Para o consultor econômico da Associação Comercial e Industrial de Londrina (Acil), Marcos Rambalducci, houve majoração de preços e a renda não subiu no mesmo percentual. "Se a pesquisa diz que se gastará o mesmo valor sem diminuir o número de presentes, isso indica que essas pessoas ainda não estão percebendo a inflação. Se o consumidor manteve o emprego, pode ter a percepção de que está tudo bem", diz.
Uso do 13º
Dois a cada três brasileiros não destinarão o 13º salário neste ano para compras.

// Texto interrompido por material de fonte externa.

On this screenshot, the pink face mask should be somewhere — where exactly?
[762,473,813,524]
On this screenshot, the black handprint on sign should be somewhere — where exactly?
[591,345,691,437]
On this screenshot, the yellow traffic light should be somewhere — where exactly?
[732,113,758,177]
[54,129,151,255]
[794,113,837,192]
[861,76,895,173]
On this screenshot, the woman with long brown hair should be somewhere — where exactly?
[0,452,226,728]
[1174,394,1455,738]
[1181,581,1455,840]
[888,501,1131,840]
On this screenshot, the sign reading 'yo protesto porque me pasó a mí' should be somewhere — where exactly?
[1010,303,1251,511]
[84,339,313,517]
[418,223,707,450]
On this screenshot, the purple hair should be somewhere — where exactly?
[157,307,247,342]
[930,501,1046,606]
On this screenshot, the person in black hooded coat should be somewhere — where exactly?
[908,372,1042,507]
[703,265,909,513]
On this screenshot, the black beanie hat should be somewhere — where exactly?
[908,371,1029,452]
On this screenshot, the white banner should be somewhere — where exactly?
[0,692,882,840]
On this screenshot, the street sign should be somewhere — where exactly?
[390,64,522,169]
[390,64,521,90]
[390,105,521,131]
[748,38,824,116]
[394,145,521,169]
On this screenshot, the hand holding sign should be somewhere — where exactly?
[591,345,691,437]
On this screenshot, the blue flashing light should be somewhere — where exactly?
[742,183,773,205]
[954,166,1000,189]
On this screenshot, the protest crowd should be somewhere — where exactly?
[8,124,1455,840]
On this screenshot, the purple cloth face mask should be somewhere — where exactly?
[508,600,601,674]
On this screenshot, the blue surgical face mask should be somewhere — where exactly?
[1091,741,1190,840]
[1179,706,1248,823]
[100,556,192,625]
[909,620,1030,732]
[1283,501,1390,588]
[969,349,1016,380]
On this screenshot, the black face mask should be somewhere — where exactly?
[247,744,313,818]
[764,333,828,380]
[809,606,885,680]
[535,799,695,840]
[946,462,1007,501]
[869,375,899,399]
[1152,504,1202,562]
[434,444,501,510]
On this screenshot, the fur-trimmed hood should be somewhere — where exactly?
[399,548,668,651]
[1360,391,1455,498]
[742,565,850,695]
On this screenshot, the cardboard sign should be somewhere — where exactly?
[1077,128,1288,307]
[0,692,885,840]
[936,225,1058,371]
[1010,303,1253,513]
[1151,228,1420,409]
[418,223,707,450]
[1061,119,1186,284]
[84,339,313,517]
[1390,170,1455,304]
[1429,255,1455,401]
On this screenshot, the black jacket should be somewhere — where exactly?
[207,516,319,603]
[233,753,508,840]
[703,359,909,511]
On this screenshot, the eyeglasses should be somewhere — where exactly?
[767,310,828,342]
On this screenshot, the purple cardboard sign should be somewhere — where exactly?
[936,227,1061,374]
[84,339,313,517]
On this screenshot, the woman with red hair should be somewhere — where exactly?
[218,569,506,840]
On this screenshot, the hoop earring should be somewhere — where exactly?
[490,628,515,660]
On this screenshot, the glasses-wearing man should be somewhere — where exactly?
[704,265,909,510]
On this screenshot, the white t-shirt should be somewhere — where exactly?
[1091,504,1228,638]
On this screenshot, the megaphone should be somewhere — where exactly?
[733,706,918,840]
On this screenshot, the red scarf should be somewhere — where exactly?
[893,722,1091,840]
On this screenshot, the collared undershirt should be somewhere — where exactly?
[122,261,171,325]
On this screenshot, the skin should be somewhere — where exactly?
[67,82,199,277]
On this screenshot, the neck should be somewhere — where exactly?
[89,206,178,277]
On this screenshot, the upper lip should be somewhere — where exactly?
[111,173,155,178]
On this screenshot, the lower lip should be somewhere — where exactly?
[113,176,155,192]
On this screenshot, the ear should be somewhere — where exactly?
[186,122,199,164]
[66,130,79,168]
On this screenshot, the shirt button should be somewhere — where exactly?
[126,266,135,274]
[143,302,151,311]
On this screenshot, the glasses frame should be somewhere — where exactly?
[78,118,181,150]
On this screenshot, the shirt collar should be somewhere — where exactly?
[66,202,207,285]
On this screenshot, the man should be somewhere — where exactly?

Dos entrevistados, 36% pretendem quitar dívidas e 31%, economizar. Somente 24,5% vão usar o dinheiro para presentes.
A tendência de presentes mais comprados em lojas físicas continuam a ser roupas e sapatos e, pela internet, aparelhos eletrônicos portáteis, livros e DVDs. A novidade deste ano é que mais pessoas desejam receber produtos relacionados a bem-estar e saúde, com destaque para o crescimento entre os dois anos dos que gostariam de ganhar melhorias para a casa (de 13% para 19%), cosméticos e perfumes (de 22% para 26%) e artigos esportivos (de 9% para 14%).
Sobre a internet, o executivo da Deloitte lembra ainda que mais de 60% usa informações da web antes de consumir, maior número da série. "Não é que a pessoa vá efetivar a compra on-line, mas vai fazer pesquisa de preços. Já é algo consolidado como hábito de consumo", lembra, ao citar que quase metade também sofre influência do que lê em mídias sociais.